In one of our latest blog posts, my colleague Andreas highlighted how session-based segmentation in A/B-tests might lead to wrong conclusions. I highly recommend you read his post before continuing. In this blog post, I’ll show how session-based analysis in A/B-tests will destroy your precious work when optimizing site search.
Measuring the Unmeasurable
Let’s say you and your team put significant effort into optimizing your product rankings for search result pages (SERP). Most of the formerly problematic SERPs now look much better and seem to reflect the requirements of your business more than before. However, if your key performance indicator for success is “increase shop revenue through onsite search”, you’d be short-changing yourself and jeopardizing your business’s bottom-line. Let me explain.
First of all, it’s a good thing that you understand how crucial it is, to test changes in the fundamentals of your onsite search algorithm. I mean, it’s clear that these changes influence lots of search results, which you would never even think about. Let alone be able to judge personally. And proving the quality of your work might also influence your personal bonus. That’s why you do an A/B-test before rolling out such changes to your whole audience. You do that, right? Right???
Well, after a while, you check the results in your A/B-test or analytics tool. Following standard best practices not only of Google Analytics but also many (if not all) web analytics tools, the result might look like this:
What will your management’s decision be based on this result? Will they crack open a bottle of champagne in your honor, as you obviously have found a great option to increase revenue? Will they grant you a long – promised bonus? Most likely not, unfortunately. A glass of water will suffice, and you should be thankful for not being fired. After all, you shrank the revenue.
The problem: You didn’t test what you intended to test.
What you wanted to test: how each search result page performs with your new ranking algorithm compared to previous rankings.
What you actually tested: All carts and orders of all users who happened to perform at least one site search during their visit.
Imagine you were able to show your management a detailed view of all search-related sessions, with specific explanations of each position in the basket that was really driven by search requests. Which products were not bought because they could not be found? Which other products were bought but not search related?
Maybe similar to this example here:
Chances are high that someone will tap on your shoulder stating: “We see very nice improvements to our customer journeys where search is involved. You did an awesome job optimizing the search.”
So what happened here?
A vast majority of visits will not start with a customer thinking: “Such a nice day. I’d finally like to use the search box in myfavoriteshop.com”. Instead, they will reach your site via organic or paid links or click on a link in your newsletter promoting some interesting stuff – well, you know all the sources where they come from, that’s potatoes for your analytics tool.

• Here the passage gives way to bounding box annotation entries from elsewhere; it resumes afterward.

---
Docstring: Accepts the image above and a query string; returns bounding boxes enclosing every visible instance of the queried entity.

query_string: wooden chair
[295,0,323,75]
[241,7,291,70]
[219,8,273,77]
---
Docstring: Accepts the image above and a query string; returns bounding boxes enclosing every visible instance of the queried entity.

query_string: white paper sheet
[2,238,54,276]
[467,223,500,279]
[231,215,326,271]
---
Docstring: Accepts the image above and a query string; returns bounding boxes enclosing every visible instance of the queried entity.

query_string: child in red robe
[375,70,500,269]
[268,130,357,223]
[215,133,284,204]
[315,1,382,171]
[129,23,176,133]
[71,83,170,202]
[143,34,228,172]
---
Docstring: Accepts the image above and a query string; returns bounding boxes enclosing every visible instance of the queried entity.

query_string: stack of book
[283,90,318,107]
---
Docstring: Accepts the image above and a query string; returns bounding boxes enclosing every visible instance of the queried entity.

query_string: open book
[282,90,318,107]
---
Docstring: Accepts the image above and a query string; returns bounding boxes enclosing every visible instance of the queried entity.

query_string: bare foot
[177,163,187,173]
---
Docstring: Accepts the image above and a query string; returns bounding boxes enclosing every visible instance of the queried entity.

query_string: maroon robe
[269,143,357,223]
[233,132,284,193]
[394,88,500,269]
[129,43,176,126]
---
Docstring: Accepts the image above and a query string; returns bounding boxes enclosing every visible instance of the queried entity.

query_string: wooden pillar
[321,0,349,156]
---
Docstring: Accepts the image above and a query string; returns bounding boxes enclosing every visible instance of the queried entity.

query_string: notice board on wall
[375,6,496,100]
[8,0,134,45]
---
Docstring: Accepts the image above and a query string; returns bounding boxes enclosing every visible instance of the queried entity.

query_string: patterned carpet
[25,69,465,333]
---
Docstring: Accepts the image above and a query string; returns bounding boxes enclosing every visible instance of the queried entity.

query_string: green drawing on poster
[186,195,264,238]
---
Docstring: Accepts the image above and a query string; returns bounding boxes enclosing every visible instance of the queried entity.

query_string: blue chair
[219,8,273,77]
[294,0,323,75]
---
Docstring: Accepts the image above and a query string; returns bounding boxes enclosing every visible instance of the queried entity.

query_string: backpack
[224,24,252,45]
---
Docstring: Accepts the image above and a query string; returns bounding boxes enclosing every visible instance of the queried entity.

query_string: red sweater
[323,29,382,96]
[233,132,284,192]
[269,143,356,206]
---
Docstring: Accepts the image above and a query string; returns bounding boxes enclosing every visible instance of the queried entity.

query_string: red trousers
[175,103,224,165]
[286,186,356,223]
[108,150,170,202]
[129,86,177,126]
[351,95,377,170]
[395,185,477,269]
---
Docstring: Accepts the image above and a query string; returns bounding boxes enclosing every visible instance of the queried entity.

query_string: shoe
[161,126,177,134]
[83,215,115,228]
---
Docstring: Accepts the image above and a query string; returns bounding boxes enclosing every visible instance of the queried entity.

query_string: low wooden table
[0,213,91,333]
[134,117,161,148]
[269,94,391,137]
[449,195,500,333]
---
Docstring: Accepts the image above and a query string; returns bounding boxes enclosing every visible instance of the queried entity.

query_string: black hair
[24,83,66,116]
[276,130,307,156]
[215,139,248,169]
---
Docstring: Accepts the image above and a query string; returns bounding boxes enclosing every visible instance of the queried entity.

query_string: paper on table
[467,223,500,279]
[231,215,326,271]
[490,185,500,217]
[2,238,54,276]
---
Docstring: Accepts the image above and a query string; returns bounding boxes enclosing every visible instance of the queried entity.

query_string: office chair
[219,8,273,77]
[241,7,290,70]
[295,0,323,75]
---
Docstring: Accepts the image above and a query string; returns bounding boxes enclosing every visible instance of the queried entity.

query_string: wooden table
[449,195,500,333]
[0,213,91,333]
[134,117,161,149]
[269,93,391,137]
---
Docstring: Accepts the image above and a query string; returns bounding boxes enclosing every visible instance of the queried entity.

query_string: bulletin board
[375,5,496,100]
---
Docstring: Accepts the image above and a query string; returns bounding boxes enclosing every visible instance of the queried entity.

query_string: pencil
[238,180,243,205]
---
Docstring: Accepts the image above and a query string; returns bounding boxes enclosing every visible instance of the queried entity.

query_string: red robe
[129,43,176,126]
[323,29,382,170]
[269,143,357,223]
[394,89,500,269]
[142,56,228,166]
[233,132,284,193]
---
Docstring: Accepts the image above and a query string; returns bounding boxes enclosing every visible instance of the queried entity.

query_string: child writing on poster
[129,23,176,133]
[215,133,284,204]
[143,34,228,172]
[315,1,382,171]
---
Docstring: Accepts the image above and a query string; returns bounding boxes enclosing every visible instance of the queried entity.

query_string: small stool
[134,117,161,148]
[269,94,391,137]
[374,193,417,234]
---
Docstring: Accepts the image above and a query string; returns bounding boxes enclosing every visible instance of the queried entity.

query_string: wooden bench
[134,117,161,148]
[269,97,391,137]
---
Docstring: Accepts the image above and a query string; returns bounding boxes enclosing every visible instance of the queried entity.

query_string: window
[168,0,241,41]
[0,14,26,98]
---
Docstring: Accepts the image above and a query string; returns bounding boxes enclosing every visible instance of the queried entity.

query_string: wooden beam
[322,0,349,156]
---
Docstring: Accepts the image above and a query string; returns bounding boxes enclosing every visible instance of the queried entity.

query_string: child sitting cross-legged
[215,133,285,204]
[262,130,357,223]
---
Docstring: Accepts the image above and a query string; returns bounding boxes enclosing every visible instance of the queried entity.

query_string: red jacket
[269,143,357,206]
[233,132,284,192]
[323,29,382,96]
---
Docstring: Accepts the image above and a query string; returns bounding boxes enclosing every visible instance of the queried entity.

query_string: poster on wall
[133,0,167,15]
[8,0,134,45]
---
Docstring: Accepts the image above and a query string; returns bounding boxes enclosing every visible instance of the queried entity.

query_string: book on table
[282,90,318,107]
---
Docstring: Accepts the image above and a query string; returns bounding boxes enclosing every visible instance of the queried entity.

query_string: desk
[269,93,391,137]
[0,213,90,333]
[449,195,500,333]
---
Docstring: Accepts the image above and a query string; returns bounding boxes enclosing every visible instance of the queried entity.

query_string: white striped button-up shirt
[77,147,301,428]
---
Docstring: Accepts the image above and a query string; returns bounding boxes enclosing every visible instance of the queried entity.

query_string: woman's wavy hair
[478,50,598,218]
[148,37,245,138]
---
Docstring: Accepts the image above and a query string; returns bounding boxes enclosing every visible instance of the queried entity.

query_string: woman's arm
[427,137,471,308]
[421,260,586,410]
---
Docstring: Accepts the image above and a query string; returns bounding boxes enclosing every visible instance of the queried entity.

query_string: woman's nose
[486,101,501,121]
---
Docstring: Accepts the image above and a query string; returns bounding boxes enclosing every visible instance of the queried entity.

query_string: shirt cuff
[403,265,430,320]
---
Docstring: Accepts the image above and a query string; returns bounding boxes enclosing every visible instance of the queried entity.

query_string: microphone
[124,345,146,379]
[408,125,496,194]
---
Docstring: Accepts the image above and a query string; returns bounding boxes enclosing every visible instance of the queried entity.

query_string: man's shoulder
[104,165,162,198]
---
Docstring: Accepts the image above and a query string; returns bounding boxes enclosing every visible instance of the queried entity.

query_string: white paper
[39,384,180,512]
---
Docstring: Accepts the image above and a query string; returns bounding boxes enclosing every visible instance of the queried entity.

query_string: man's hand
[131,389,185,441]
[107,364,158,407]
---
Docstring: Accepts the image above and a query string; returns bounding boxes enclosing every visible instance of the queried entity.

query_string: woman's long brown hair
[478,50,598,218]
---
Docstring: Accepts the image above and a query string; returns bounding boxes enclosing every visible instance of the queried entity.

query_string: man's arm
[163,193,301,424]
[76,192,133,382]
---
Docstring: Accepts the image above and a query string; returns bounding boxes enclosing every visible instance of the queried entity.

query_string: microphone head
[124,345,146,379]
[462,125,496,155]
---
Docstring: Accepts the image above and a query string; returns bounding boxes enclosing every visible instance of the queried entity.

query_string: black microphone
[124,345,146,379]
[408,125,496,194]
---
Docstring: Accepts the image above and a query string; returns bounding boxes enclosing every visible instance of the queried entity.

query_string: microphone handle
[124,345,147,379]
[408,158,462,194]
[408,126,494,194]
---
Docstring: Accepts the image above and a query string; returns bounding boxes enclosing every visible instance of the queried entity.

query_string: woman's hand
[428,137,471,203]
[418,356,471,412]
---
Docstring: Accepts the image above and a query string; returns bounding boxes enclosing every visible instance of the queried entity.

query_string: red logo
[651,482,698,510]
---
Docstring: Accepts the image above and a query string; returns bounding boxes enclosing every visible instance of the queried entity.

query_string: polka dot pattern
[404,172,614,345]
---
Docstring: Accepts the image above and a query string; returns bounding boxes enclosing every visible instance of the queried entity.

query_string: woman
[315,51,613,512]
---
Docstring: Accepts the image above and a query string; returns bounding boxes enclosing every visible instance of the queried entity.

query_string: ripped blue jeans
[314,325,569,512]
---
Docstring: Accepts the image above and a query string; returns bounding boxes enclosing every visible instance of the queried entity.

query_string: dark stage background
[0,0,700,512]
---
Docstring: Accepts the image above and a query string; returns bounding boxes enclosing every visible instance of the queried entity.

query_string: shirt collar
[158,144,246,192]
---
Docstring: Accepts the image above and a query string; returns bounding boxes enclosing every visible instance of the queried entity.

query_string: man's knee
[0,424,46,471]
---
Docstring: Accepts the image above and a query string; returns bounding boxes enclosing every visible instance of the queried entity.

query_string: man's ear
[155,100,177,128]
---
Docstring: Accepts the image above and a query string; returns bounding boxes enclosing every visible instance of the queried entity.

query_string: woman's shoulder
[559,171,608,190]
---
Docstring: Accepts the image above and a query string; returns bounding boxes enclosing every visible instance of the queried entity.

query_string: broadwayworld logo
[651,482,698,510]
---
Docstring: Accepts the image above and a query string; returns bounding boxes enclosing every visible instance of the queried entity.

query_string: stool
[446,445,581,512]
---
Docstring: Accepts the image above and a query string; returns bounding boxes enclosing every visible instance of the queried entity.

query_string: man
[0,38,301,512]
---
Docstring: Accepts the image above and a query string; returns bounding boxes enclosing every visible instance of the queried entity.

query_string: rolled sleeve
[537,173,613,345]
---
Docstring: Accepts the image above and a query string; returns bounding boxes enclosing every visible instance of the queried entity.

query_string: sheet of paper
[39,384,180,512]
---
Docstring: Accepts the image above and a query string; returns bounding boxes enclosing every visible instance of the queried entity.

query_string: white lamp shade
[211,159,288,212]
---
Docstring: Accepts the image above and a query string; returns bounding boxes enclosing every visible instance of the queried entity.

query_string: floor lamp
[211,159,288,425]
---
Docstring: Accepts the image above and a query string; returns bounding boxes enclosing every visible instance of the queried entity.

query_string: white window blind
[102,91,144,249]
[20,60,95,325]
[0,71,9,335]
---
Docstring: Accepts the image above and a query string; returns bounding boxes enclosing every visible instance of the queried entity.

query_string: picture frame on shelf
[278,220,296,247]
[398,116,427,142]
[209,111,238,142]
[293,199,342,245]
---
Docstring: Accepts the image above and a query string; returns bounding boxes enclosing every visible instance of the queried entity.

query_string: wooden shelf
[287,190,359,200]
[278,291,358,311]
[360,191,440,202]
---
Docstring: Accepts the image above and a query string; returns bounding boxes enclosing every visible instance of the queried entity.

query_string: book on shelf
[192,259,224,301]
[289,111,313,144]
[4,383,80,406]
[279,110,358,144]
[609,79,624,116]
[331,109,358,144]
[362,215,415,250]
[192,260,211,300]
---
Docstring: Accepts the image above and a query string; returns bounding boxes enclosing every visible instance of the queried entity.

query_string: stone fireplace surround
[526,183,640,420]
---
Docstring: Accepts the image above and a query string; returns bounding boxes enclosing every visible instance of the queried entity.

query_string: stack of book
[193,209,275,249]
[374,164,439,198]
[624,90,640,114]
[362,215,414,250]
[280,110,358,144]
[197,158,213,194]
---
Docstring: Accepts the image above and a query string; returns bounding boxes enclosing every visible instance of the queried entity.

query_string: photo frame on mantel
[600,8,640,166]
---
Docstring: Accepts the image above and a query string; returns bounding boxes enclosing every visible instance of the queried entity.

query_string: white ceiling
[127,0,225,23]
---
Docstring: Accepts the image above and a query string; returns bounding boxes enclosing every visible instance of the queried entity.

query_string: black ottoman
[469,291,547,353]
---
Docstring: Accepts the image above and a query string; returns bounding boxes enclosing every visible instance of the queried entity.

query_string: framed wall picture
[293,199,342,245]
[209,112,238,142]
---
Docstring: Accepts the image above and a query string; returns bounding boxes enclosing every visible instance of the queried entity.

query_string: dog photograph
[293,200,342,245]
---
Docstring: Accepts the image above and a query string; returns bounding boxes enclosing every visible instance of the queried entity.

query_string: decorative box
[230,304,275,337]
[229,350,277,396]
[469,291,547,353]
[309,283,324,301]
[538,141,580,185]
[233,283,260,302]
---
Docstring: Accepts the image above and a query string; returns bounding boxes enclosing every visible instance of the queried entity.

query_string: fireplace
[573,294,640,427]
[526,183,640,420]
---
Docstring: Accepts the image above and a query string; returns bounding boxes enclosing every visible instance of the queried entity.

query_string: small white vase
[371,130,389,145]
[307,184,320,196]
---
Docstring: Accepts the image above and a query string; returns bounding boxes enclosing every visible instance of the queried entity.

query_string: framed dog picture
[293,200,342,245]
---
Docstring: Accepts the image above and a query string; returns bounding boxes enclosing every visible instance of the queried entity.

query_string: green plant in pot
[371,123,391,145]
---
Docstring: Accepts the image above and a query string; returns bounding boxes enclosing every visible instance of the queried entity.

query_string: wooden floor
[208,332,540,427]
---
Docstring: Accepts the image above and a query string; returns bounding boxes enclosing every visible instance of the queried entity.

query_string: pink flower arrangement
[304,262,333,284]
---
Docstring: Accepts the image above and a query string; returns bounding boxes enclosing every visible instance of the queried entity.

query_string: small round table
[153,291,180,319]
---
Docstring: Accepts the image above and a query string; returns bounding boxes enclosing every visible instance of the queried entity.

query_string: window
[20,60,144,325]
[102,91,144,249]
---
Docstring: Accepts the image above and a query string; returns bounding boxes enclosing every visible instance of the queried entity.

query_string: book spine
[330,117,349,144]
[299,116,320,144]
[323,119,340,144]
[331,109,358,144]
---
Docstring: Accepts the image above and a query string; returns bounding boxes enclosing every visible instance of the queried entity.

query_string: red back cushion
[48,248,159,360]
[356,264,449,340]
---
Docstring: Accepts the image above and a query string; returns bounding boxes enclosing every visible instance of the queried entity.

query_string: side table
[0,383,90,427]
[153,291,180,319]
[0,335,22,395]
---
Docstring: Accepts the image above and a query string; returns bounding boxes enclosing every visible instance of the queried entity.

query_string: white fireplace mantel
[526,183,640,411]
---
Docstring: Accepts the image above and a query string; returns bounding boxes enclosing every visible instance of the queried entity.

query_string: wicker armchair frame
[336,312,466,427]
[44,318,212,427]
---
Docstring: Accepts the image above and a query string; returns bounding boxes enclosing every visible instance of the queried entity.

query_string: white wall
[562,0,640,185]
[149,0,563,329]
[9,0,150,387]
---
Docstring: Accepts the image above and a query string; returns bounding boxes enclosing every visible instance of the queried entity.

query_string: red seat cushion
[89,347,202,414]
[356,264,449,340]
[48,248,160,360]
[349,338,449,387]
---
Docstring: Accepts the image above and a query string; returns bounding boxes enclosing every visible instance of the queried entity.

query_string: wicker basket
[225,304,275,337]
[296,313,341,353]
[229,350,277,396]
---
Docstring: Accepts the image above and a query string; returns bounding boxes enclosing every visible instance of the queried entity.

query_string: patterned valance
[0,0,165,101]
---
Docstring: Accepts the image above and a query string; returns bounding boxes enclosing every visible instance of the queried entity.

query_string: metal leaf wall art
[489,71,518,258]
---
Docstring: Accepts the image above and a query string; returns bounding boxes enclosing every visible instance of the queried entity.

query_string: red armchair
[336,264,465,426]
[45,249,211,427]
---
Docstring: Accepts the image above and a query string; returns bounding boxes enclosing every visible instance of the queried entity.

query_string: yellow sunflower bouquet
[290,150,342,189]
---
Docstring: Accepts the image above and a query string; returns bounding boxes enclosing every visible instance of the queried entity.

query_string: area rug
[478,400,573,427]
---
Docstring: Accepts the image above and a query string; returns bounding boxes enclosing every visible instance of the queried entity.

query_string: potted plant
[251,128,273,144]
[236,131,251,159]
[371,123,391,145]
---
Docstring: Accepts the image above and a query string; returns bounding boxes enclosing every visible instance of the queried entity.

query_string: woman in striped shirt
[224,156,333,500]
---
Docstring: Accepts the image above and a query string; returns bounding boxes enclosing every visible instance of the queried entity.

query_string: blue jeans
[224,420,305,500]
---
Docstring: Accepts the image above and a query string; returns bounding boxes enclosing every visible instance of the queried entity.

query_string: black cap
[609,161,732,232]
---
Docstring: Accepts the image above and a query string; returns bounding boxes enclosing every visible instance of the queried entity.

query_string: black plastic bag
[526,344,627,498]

In many cases, the first product to be put into the basket is more or less easy going. But now they start to think: “I’ll have to pay €5 for shipping, what else could I order to make it worth it?” Not only does search become interesting at this point, but your business begins creating opportunities. Larger order – higher margin, as your transaction costs sink. A well-running search engine might make the key difference here. But, do not attribute the revenue of the first cart position to the search engine, as it had nothing to do with it!
If your analytics or A/B-testing tool shows some report starting with “visits with site search”, a red alert should go off in your head. This is a clear indication that the report mixes up a lot of stuff unrelated to your changes.
Why is this a problem?
Search is important for your e-commerce site’s success. Because statistics love large numbers. It’s true, search provides large numbers, but order numbers are much smaller. Let me give you a simplified, but nevertheless valid example: Let’s assume your search has improved by 10%. Naturally, this should also be visible as a 10% increase in orders overall:
What? It affects my orders the same as my search overall (10% or 45 more orders), but it’s not significant? That’s because statistics want to provide a rather failsafe result. The lower the numbers and the smaller the relation between success (an order) and trials (each user), the harder the proof for an increase.
So chances are high that your A/B-test tool will consider the result as “insignificant” when trying to find the signal in the generic data. If you are Amazon or Google, this is not a problem you need to bother with – your numbers are large enough. Everyone else is obliged to dive deeper into the data.
How do we do this at searchHub?
Over the past years, we have built a powerful framework to track search related events. Our searchCollector can be easily integrated into any e-commerce site. Without tracking any personal data, but very high consent ratios, we can collect traffic from most of your customers. We precisely track the customer journey from the search bar to the basket, also identifying when this journey is interrupted and a new, non-search-related micro-journey begins:
This allows us to capture search-related KPIs in the most precise way. Not only can this be used for your daily search management work, but also for fine-grain A/B testing. By eliminating erroneous effects like non-search-related basket positions, we show exactly and with high statistical accuracy, how changes in your search algorithm, search engine or even search configuration perform.
OK, understood - what can I do?
First: Make sure you’re precisely measuring the stuff you want to be measured.
Second: Don’t rely on summarized numbers, when you know that they include customer decisions that you cannot influence.
Third: Remember that in a random setup, 5% of all A/B tests will prove a significant difference. That’s what alpha=0.05 in your testing tool or A/B-test report means.